Traditional feng shui masters -- or geomancers -- consider external factors around a building first. The tenets of this "form school," the most ancient part of feng shui, developed from the concerns of an agrarian society whose people needed, for example, to have enough water to irrigate crops but to avoid floods -- or to secure good air circulation but not be subjected to devastating windstorms. Such natural phenomena were felt to be manifestations of ch'i itself, which is reflected in the literal translation of the term feng shui -- "wind, water."

Later geomancers began using a specially designed compass called a Lo Pan (or Luo Pan) to take readings, usually of the direction a building's main door faced. There are 24 directions on the Lo Pan, and once the geomancer has obtained a reading he or she checks the year in which the building was constructed to calculate an astrological chart for the structure.

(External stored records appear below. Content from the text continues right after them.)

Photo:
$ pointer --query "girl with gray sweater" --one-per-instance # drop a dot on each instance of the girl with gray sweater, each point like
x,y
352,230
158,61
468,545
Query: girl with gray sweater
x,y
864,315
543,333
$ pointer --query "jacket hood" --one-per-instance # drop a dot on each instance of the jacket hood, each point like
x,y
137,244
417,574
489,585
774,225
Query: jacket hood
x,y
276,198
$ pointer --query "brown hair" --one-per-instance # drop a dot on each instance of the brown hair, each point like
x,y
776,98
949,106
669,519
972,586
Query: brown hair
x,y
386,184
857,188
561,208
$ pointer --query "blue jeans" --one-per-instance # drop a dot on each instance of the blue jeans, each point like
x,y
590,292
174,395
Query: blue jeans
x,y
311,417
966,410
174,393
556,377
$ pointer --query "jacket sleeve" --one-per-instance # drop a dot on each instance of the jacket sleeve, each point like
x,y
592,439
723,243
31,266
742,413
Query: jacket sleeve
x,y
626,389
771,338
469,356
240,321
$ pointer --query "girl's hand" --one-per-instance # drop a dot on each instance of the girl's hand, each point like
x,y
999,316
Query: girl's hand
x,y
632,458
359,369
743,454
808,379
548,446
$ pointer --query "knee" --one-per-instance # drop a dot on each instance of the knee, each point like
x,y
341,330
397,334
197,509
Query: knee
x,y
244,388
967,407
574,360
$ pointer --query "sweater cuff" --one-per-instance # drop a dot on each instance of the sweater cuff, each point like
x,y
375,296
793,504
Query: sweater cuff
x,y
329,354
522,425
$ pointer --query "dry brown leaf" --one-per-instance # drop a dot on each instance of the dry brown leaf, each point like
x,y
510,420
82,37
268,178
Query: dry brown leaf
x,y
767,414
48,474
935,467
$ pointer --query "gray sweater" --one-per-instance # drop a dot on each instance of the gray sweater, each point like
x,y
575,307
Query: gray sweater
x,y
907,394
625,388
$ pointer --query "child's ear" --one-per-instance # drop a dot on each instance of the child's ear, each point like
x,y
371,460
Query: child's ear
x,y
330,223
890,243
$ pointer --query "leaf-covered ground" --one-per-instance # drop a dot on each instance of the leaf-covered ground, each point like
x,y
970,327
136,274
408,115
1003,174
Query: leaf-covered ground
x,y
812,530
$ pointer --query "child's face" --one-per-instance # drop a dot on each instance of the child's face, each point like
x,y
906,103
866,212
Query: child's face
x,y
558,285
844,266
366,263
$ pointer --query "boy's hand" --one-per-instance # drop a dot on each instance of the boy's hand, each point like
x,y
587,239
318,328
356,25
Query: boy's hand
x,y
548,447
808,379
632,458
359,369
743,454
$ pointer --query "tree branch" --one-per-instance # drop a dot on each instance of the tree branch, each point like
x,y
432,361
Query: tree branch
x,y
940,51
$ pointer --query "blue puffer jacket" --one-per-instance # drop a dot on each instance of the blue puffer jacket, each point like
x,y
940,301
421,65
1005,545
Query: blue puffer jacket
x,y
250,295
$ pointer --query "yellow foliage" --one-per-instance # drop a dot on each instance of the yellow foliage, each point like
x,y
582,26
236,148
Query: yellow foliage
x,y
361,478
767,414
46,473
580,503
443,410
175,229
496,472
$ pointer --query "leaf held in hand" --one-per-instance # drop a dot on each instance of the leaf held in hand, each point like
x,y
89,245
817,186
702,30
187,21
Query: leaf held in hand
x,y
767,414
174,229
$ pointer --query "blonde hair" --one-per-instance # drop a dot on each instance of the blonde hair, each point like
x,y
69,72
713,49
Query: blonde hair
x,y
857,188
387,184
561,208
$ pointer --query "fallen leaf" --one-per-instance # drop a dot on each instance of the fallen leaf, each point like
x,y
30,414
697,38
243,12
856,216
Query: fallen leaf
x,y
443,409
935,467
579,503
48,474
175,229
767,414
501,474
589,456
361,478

This chart is divided into nine "palaces," each of which contains a combination of stars. Some stars are malign, while others are auspicious. Compass school practitioners also claim that by analyzing the placement of star combinations they can predict events as specific as a child breaking a leg, a house fire, or a good business partnership.

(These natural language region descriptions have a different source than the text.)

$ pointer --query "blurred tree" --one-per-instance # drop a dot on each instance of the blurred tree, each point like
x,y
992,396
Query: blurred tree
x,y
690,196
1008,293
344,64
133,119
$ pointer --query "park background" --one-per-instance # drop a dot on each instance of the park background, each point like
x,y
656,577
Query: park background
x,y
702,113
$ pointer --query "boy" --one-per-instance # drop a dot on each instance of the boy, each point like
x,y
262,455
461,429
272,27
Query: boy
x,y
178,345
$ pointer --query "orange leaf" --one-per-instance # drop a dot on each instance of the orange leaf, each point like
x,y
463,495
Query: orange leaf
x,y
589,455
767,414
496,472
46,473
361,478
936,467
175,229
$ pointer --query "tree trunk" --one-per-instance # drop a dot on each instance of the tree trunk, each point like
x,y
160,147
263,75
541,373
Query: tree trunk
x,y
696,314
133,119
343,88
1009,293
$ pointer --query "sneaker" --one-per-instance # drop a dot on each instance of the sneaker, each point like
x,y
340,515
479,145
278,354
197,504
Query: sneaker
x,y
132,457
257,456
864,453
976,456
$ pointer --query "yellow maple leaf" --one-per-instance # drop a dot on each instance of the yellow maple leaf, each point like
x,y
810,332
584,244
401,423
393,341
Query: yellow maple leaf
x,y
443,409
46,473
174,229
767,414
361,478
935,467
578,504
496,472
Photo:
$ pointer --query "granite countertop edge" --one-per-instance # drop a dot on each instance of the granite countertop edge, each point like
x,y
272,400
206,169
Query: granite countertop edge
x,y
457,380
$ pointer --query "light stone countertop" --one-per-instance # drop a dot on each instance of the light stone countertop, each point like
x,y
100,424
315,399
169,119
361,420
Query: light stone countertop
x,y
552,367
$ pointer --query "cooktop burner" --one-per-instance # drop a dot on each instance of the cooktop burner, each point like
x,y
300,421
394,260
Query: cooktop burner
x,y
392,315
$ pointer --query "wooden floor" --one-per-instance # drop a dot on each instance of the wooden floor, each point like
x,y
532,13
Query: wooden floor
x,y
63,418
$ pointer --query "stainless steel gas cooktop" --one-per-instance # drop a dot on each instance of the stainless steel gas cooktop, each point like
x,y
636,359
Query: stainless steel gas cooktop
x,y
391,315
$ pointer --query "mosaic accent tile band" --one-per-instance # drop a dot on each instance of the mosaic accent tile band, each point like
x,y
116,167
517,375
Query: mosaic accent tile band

Other traditional systems of feng shui analysis include the Nine Star Ki method -- currently trendy in Britain -- and the Pa Kua Lo Shu formula, both of which focus on the interaction between the element (water, wood, fire, earth, or metal) ruling the front door of a building and the elements ruling the birth dates of its occupants. Each of these systems produces a different reading (see accompanying chart on Page 14), however, so the particularly credulous or those with plenty of disposable income may find themselves doing a lot of redecorating.

All that, though, was before Lin Yun revolutionized feng shui. "We replaced the old with a brand-new school of feng shui by using modern knowledge, techniques, and theories," he explains. Black Hat-style feng shui doesn't require you to use a compass, or to know the date a building was completed, or to worry about its occupants' birth dates.

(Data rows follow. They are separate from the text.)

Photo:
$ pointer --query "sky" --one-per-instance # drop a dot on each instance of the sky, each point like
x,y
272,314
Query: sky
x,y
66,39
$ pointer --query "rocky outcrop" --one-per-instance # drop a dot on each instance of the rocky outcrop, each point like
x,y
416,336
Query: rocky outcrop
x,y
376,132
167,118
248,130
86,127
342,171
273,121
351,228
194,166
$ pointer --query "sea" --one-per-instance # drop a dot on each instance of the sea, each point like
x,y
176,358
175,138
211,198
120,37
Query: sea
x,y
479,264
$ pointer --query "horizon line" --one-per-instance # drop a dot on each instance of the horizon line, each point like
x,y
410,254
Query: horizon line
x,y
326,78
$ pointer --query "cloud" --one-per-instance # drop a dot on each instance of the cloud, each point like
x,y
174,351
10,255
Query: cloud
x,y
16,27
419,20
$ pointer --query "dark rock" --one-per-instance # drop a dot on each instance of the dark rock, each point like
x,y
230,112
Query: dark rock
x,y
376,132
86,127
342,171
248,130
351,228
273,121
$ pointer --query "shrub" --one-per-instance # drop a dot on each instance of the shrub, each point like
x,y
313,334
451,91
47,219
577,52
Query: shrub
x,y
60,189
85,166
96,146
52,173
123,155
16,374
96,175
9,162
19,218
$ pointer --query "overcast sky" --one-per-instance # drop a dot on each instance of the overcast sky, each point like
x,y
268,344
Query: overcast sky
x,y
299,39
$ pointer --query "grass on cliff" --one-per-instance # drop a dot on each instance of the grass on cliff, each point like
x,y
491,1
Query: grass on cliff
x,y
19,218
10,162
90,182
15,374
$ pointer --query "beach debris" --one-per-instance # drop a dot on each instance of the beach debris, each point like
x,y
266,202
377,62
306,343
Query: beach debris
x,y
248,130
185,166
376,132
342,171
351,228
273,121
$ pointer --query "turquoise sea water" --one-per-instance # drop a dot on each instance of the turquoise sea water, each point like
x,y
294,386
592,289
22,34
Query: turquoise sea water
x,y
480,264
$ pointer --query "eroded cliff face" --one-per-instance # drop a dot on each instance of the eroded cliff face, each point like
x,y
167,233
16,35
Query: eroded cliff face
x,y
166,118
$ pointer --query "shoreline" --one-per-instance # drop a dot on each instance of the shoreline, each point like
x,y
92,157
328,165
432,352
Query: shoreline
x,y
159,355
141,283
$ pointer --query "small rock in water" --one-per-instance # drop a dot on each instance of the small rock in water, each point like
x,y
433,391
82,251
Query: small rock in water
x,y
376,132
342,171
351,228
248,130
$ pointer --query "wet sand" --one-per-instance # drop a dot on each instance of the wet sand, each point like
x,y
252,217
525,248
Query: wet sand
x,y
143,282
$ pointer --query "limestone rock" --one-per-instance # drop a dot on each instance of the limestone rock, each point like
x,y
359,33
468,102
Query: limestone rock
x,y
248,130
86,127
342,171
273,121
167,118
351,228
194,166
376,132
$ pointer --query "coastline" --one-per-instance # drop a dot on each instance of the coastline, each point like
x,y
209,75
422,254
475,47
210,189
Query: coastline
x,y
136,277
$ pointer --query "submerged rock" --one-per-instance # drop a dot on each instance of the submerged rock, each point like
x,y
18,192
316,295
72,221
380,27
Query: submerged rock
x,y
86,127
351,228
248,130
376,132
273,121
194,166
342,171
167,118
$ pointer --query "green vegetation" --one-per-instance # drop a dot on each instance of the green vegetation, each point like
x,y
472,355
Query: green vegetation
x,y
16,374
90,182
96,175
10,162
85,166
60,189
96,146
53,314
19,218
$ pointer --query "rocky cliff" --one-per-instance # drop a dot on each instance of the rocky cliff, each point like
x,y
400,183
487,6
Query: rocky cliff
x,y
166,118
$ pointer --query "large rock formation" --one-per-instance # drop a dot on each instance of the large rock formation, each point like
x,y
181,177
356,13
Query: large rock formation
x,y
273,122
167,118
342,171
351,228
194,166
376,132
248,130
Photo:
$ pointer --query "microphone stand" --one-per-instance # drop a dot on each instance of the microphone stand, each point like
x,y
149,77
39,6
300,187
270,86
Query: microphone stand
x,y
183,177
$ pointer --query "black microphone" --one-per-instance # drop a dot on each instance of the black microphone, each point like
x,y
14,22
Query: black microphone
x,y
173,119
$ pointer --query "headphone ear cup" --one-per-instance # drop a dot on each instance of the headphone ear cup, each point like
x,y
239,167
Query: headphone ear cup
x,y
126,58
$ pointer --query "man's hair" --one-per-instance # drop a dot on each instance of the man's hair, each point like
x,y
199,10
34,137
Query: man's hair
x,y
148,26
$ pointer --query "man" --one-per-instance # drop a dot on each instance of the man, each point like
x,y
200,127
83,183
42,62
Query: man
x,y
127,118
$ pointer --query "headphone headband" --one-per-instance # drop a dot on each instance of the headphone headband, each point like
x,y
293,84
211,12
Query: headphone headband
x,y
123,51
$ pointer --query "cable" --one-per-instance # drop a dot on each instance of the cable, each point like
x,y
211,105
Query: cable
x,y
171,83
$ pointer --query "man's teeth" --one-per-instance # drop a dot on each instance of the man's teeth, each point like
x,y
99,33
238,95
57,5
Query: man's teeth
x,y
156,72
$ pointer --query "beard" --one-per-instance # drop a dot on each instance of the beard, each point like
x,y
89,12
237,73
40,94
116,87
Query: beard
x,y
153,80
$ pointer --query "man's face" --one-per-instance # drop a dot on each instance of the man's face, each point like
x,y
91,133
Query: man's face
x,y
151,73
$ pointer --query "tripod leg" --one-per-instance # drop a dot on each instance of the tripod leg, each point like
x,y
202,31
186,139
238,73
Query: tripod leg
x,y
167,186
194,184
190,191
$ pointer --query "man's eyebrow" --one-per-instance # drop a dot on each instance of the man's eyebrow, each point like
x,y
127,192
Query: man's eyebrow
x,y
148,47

All you need is Lin Yun's Bagua Map.
A one-size-fits-all proposition, the Bagua Map is the marketing genius at the heart of Black Hat feng shui. It's supposed to reveal which areas of a person's life need help -- or "enhancements" -- based on how his or her living space is shaped, its decor, and where clutter appears.

The octagonal map looks ancient, mysterious, and impressive, but in fact was invented by Lin Yun about a decade ago, enraging many classical feng shui practitioners. "It's just a stop sign with a bunch of ideas written on its edges," scoffs L.A. consultant Bramble. "It's been sold as feng shui to us dumb old Americans who'll buy anything that sounds reasonably exotic."